The Weimar map,[261] though long carefully housed, has suffered blurring and fading with some other damage in its earlier history. It is evidently a late representative of the tradition and begins to wander slightly from the accepted standard. It has been curtailed also from the beginning, like Bianco’s map of 1436, by the limitations of the border, which in this instance cuts off the lower part of Antillia, though the name is nearly intact; but enough remains to indicate a reduced relative size and a greater slant to the northeastward than on Beccario’s map. There is, of course, no room for Reylla, and there is none for I in Mar; but
Salvagio is given plainly and fully, with the letter S quite conspicuous. I cannot read more of the name on the photograph; but the Weimar librarian reads San on the original, being uncertain as to the rest.
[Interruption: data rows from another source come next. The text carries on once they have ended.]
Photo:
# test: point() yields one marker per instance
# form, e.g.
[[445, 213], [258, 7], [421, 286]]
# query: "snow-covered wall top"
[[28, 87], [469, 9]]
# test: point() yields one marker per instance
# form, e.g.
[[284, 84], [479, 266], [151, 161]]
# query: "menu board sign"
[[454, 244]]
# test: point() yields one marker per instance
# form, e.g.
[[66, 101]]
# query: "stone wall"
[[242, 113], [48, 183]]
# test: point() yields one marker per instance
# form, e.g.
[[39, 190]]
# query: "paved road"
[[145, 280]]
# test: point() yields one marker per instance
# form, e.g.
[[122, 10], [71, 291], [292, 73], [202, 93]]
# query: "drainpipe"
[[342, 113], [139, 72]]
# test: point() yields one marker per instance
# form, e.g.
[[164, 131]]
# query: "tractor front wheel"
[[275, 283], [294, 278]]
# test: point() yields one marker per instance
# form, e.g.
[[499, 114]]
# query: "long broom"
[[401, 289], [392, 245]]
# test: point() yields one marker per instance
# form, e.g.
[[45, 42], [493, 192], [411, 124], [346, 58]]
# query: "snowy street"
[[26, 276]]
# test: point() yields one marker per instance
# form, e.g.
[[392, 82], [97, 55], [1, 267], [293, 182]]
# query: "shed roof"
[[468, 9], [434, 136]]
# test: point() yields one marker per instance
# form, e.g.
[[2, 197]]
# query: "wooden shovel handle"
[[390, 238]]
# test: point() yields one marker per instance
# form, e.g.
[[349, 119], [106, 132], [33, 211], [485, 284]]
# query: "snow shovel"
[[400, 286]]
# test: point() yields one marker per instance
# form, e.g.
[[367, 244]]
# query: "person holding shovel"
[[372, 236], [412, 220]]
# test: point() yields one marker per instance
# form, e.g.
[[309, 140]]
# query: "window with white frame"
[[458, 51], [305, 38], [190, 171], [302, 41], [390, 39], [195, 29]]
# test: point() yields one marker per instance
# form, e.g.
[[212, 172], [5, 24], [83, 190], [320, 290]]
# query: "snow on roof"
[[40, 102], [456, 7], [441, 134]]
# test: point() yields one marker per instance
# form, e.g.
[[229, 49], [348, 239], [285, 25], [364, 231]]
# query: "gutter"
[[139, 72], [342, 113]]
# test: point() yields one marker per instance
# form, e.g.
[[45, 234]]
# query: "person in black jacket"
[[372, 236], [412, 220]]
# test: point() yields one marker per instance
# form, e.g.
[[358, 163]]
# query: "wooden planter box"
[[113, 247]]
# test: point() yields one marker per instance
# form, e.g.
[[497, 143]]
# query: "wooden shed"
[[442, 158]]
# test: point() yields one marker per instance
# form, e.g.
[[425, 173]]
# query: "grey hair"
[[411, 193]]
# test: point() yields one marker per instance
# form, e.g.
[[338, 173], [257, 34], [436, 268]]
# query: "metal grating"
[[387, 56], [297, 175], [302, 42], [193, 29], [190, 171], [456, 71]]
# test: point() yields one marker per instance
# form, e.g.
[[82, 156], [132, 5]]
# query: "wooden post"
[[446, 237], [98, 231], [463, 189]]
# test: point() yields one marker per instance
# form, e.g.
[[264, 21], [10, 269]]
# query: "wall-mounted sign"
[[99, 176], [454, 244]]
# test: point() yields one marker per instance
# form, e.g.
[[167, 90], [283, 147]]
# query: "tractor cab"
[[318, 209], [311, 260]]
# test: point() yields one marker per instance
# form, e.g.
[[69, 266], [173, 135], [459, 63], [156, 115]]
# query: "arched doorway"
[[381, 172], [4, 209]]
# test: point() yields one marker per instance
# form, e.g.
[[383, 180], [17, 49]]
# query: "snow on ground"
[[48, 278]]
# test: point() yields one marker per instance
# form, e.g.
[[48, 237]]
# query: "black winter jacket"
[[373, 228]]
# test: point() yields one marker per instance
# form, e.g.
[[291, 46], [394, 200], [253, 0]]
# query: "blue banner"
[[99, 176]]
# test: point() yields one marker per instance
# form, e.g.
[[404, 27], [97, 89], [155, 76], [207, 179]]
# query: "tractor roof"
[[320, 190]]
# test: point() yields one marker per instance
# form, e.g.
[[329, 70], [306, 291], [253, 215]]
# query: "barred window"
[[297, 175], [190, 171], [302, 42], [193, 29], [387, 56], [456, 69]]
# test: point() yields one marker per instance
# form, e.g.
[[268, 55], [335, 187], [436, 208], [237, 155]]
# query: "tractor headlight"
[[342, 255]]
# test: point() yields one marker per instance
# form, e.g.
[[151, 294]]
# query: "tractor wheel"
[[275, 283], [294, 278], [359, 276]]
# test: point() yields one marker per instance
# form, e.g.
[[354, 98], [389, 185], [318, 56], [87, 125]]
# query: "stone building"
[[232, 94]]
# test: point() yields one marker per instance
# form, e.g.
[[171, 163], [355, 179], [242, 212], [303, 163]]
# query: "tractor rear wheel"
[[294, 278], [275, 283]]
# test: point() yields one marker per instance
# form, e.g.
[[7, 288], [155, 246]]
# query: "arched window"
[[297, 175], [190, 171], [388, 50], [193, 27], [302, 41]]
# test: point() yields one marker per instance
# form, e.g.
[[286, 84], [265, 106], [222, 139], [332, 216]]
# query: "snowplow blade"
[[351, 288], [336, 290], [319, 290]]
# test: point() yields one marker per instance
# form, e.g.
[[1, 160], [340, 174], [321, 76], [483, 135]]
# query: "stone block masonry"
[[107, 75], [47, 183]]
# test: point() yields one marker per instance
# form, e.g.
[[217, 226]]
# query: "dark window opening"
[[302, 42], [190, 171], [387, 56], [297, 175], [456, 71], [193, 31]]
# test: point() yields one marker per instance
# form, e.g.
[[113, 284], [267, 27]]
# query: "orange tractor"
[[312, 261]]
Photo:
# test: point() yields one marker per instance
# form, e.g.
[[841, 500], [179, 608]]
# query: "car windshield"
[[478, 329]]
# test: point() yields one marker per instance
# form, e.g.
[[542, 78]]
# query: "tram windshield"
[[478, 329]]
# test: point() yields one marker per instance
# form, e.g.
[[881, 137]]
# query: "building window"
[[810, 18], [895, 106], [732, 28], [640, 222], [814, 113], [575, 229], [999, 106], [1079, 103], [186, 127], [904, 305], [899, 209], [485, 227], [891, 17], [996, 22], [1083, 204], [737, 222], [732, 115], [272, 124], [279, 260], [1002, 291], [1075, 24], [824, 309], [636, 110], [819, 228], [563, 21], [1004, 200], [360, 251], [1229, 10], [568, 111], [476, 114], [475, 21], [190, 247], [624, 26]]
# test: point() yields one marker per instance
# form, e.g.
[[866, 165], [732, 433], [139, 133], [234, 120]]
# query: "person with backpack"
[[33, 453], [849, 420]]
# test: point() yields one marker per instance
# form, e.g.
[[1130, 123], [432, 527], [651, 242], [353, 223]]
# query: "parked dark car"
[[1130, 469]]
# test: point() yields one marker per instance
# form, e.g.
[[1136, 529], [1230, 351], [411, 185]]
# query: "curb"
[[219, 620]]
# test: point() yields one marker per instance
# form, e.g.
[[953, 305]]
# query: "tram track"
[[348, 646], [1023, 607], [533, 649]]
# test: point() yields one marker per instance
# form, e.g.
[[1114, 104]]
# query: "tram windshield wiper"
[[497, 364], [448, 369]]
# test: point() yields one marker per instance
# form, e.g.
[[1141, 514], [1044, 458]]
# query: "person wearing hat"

This map bears traces of local names arranged in places like those of Benincasa but fragmentary and illegible. Perhaps these names tend to show that the maps belong not only to the same period, but to the same general school of development. The other differences between this map and its predecessors are trivial. The general idea of the island series is the same so far as it is disclosed, and it is hardly to be doubted that all elements of the islands of Antillia would have been presented in the main on this map as they are by Roselli and Beccario, if there had been room to do so.
Fig. 22—Section of the Benincasa map of 1482 showing the Antilles, St. Brendan’s Islands, and others. (After Kretschmer’s hand-copied reproduction.)
The Laon Globe of 1493
The Laon globe,[262] 1493, though mainly older, certainly had room enough, but it appears to have formed part of some mechanism and to have had only a secondary or incidental, and in part rather careless, application to geography. It shows two elongated islands, Antela and Salirosa, undoubtedly meant for Antillia and Salvagio. Perhaps the globe maker had at command only a somewhat defaced specimen of a map like Bianco’s or that of Weimar, showing perforce only two islands, and merely copied them, guessing at the dim names and outlines, without thinking or caring whether anything more were implied or making any farther search. This is apparently the last instance in which the larger two islands of the old group or series, marked by their traditional names or what are meant for such, appear together.
Other Maps
It may seem strange that certain other notable maps, for example Giraldi 1426,[263] Valsequa 1439,[264] and Fra Mauro 1459,[265] show nothing of Antillia and its neighbors. Perhaps the makers were not interested in these far western parts of the ocean, or the narratives on which Beccario and the rest based their maps had not reached them; more likely they were skeptical and unwilling to commit themselves.
It is also true that the Antillia of Beccario and others is made to extend nearly north and south instead of east and west; that I in Mar is placed north of its greater neighbor instead of east; and that the whole chain of islands is moved into considerably more northern latitudes than the group which we suppose them to represent. Thus the eastern, or lower, end of Cuba is actually in the latitude of the lower part of the Sahara, and a point above the upper end of Florida would be in the latitude of the upper part of Morocco; whereas in the maps discussed the average location of the chain from the lower end of Antillia to the most northerly island, I in Mar, would run from the latitude of northern Morocco to that of southern France. There are slight individual differences in this matter of extension, but I believe Antillia always begins below Gibraltar and ends above northern Spain and a little below Bordeaux. But some dislocation, of course, is to be looked for in mapping exploration in an unscientific period. The changes of direction and extension are not greater than in the American coast line of Juan de la Cosa’s very important map of 1500,[266] not to mention even more extravagant instances of later date; and the shifting of latitudes may partly be accounted for by ignorance of the southward dip of the isothermal lines in crossing the Atlantic westward. Thus a Portuguese sailor on reaching a far western island or shore having what seemed to him the climate and conditions of Gascony would be likely to suppose that it was really opposite Gascony, though in fact it might be more nearly opposite the Canaries; and the same cause of error would apply all down the line. Cuba is not really directly opposite Portugal but may easily have been believed so.